ALL ABOUT MS Pregnancy and MS (Part 13)
Given that MS is largely a disease of women, and also of young women, there is a special topic of the relationship between this disease and pregnancy, or birth.
MS does not increase the risk of complications during pregnancy. It has not been shown that there is an increased incidence of preterm delivery, birth defects, inborn deformations, or early death of the newborn. However, exceptions are possible.
Delivery in women with MS does not differ from birth in healthy women. The method of delivery is determined by the gynecologist according to gynecological criteria. Previously, spinal anesthesia was thought to increase the risk of postpartum deterioration, but the use of modern epidural anesthesia is considered safe and has not been shown to increase the risk of deterioration after delivery.
Breastfeeding is recommended and does not increase the risk of deterioration. However, caution is needed if mothers take medicines that are secreted through milk. Breastfeeding is forbidden if the mother receives corticosteroids or mitoxantrone and is not recommended during interferon beta therapy and glatiramer acetate, as it is not known whether these drugs are excreted via breast milk.
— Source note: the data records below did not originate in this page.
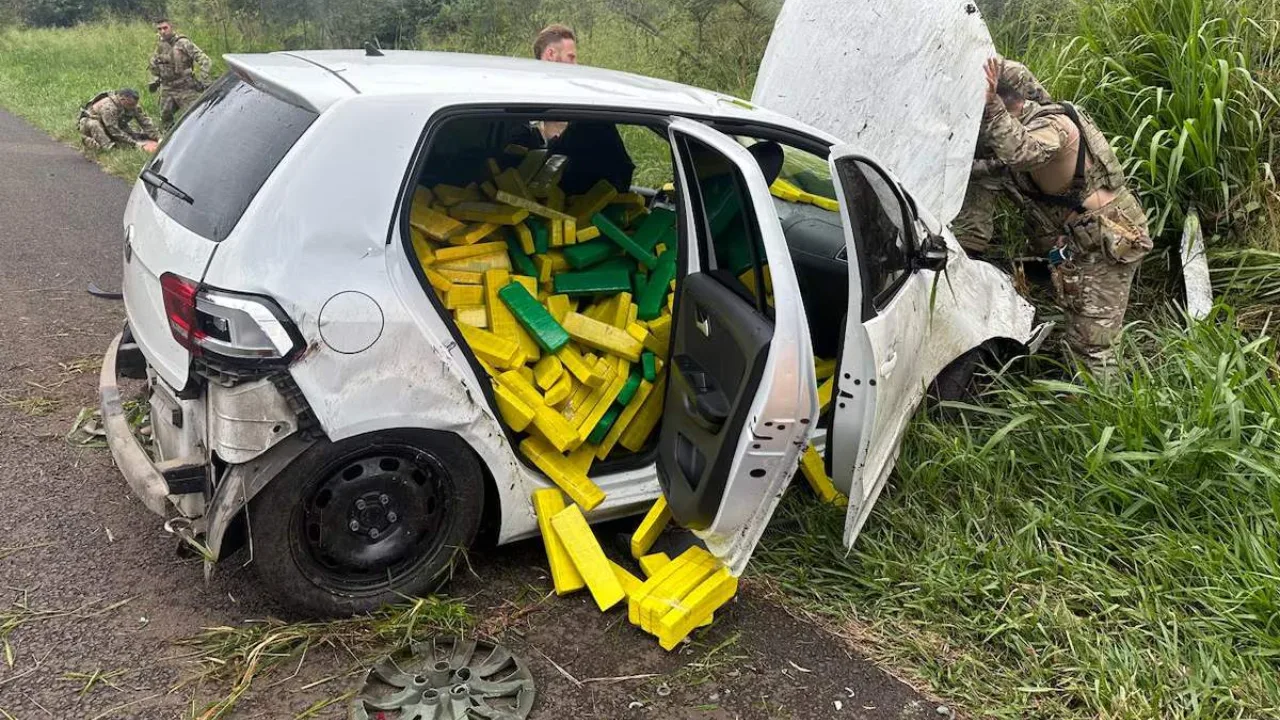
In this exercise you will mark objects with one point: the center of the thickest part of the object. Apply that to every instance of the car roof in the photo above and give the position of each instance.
(318, 78)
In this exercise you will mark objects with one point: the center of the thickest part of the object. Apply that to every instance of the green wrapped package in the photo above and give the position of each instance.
(534, 317)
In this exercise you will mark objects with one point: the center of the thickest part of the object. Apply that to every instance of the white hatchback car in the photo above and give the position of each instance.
(310, 392)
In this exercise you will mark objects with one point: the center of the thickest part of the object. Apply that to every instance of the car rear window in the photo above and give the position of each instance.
(220, 154)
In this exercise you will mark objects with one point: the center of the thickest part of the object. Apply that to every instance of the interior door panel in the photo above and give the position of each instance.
(718, 352)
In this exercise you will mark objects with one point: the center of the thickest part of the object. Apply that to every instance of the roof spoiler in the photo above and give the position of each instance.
(279, 74)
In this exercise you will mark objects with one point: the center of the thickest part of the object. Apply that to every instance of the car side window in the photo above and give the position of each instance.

It is known that pregnancy works favorably on the course of MS, reducing the risk of deterioration, which is particularly pronounced in the first trimester of pregnancy. On the other hand, the risk of MS worsening is rising immediately after delivery, especially in the first three months after delivery. It has not been shown that deterioration of MS during pregnancy and postpartum is more severe than other illnesses during illness. In the long term, the number of pregnancies and the way of delivery have no effect on the development of the disease and its progression. In any case, women with MS, especially those with mild neurological outbreaks, should be encouraged to establish a family as early as possible for a possible progressive course of the disease.